In the age of AI and data-driven innovation, the quality and diversity of datasets hold the key to building robust, intelligent systems. Diverse datasets ensure that AI models are not biased, cover a wide range of scenarios, and generalize well to unseen data. This competition challenges you to leverage the Wikipedia API to build an agent capable of constructing a diverse and important dataset of 5,000 Wikipedia pages.
The problem lies not only in retrieving data but in making intelligent decisions. Every API request consumes valuable resources, and constraints like request limits force us to be selective. Your agent must decide which pages to retrieve, how to diversify the dataset efficiently, and how to adapt when faced with incomplete data. For example, should you prioritize highly linked pages or explore a variety of topics? How can you ensure semantically diverse content while respecting API constraints?
The goal is to demonstrate the power of automated decision-making in dataset curation, balancing constraints with the ultimate aim of diversity and importance.
Your task is to design and implement an agent to automatically collect a dataset of 5,000 Wikipedia pages. Your solution should aim to maximize diversity based on the following four metrics:
- Lexical Diversity: Measures variation in vocabulary across documents.
- Categorical Diversity: Captures the breadth of categories in the dataset.
- Semantic Diversity: Evaluates how distinct the content of each document is in terms of meaning.
These diversity metrics will be combined into a diversity score with different weights for each factor. Later, the WikiRank score (averaged across pages) will be added to calculate your final competition score.
fetch_page(page_name): Retrieves a page if the agent already knows its name.search_pages(query): Returns a list of page names relevant to a query.get_usage_summary(): Returns a summary of API usage, including the number of requests used, the request limit, and the list of known pages.save_page(page_name): Save the page with specific page_name to the submission dataset.save_dataset(pkl_path, scores_csv_path): save the submission datasets with specific paths.is_legal_page(page_name): check if it is legal to fetch a page with name page_name or not.
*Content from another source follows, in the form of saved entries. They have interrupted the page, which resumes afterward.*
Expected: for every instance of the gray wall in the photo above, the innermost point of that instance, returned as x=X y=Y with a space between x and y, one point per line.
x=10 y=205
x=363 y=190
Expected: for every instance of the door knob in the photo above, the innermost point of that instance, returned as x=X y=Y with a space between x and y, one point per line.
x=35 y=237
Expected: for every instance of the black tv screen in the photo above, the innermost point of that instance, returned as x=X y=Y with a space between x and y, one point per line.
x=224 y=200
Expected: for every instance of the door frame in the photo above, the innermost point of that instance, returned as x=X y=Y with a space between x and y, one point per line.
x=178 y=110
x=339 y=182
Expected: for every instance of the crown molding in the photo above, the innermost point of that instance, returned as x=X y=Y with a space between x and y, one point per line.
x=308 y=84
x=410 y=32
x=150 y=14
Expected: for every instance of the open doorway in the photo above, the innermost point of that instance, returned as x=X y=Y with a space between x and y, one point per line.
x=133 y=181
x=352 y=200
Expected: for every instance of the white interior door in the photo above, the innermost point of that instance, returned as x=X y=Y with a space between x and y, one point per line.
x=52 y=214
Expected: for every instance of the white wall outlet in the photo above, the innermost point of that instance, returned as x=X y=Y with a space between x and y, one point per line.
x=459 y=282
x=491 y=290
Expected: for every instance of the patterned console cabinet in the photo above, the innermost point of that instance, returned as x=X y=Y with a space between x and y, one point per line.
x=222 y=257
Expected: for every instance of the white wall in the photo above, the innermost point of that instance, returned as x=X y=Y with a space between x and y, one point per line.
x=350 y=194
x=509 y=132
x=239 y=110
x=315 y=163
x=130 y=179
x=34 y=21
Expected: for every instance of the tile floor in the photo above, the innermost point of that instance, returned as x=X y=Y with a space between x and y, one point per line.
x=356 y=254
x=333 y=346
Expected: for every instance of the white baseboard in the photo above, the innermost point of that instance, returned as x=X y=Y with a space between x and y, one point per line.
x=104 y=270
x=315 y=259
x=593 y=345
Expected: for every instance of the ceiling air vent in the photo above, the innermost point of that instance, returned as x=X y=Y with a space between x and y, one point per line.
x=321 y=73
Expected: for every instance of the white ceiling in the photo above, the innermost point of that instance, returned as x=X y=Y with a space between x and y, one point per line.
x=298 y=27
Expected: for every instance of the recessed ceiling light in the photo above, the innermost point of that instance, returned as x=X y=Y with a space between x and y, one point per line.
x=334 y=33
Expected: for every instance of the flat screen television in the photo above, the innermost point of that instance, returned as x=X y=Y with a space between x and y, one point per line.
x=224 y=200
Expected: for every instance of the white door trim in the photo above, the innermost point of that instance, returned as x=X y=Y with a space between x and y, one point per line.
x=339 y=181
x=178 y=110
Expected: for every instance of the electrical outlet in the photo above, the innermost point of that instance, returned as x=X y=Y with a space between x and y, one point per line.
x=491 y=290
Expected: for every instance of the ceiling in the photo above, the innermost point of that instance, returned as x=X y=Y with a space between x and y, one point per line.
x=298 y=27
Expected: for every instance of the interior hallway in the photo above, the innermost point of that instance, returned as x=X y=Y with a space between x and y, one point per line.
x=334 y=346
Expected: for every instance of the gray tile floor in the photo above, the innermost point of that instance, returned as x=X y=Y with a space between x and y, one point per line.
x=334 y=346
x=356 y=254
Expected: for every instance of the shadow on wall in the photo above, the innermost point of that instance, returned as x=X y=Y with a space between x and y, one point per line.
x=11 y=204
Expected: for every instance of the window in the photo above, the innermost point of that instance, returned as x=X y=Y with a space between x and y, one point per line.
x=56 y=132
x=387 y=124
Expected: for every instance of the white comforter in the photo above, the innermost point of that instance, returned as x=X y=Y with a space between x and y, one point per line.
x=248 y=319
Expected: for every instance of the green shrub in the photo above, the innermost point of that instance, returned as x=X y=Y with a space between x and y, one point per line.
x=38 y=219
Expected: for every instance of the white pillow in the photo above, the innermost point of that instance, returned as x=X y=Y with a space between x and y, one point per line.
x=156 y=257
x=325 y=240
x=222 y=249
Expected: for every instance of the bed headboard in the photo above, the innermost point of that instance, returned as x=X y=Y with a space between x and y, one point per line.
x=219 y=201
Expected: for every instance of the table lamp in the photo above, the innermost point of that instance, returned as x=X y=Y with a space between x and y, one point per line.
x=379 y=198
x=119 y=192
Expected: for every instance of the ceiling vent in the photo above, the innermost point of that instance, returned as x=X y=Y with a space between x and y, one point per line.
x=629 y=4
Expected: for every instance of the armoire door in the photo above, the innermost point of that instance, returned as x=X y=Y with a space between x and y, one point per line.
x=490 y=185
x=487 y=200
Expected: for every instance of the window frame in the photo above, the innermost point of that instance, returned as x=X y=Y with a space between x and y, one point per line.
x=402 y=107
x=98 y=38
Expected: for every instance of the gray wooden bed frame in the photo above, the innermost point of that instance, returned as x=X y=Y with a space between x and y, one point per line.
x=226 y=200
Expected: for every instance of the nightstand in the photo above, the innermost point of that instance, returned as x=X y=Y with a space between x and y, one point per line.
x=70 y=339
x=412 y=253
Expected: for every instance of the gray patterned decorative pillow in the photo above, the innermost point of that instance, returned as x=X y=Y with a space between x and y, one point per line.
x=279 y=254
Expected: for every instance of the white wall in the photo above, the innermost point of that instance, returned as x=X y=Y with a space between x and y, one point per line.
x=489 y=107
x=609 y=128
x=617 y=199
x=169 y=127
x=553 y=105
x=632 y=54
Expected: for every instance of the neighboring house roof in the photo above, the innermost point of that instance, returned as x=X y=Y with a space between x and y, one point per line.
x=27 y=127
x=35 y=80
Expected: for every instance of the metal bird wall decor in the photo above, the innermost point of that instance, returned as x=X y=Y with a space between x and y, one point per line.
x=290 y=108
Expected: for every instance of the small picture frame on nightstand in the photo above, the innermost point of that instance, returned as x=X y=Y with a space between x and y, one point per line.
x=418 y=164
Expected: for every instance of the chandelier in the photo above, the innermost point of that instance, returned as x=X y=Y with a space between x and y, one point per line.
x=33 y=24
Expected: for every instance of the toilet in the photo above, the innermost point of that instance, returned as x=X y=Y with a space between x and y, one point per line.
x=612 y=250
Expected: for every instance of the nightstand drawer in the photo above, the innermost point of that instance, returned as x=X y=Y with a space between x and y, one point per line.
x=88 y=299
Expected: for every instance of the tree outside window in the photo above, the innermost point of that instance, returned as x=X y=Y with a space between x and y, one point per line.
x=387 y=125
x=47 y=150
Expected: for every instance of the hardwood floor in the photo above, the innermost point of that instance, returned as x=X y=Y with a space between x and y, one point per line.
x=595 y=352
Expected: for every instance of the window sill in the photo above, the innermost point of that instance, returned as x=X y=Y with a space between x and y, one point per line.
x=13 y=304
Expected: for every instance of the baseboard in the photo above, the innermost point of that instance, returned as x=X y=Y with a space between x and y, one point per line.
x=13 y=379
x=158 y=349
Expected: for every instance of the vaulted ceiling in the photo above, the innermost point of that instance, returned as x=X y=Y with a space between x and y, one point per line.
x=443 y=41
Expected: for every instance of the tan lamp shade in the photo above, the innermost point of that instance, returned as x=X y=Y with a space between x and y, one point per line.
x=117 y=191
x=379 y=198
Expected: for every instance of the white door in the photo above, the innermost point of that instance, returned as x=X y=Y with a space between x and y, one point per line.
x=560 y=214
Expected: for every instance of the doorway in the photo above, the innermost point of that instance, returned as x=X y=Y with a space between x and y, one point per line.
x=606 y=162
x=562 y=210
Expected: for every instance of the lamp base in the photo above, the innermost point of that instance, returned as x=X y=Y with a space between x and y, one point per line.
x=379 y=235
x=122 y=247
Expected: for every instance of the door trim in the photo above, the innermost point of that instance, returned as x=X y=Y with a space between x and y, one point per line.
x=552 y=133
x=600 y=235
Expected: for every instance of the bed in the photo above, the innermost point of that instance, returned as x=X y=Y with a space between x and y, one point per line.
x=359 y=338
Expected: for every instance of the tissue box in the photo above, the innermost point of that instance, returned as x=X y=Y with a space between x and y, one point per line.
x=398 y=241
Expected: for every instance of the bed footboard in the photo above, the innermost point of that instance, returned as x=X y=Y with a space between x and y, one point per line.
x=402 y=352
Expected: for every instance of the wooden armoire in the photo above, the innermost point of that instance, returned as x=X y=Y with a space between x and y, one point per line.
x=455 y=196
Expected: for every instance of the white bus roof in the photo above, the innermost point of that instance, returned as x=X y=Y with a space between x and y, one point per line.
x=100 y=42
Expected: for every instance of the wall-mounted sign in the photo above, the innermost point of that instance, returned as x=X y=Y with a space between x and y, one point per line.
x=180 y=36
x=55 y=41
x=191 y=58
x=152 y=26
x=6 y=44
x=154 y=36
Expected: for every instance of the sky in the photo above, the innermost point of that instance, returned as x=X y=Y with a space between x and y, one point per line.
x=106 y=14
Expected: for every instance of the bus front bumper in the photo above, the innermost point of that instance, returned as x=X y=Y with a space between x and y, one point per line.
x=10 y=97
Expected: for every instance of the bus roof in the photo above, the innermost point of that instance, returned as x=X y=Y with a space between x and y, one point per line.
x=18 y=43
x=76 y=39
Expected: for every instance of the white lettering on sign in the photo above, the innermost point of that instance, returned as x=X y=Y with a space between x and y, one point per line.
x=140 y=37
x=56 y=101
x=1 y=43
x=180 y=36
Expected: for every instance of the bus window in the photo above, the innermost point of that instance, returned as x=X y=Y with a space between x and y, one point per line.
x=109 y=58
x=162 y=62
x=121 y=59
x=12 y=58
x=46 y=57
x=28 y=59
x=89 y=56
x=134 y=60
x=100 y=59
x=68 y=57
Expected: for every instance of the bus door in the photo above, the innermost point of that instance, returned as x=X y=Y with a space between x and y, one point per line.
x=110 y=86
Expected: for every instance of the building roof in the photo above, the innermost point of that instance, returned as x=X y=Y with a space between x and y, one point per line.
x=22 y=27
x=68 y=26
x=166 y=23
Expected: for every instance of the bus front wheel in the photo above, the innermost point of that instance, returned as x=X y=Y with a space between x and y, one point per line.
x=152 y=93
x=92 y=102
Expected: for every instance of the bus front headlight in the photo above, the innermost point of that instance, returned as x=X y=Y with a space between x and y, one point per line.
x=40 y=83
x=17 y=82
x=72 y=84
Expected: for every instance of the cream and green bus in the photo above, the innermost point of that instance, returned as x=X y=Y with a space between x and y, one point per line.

Each time agent call fetch_page(page_name) or search_pages(query), the counter will track how many times agent are retrieving pages. You have a limited amount of 6500 calls for both functions.
- Agent are not allowed to retrieve a page with page name that you did not pass through before.
- Agent are not allowed to retrieve a page with page name that is not in the legal pages list, even if the agent know it's name.
- Agent are not allowed to retrieve categories info from the API.
- Agent are not allowed to depend on WikiRank score to choose the pages or search for pages.
- The agent must run fully autonomously, without manual intervention.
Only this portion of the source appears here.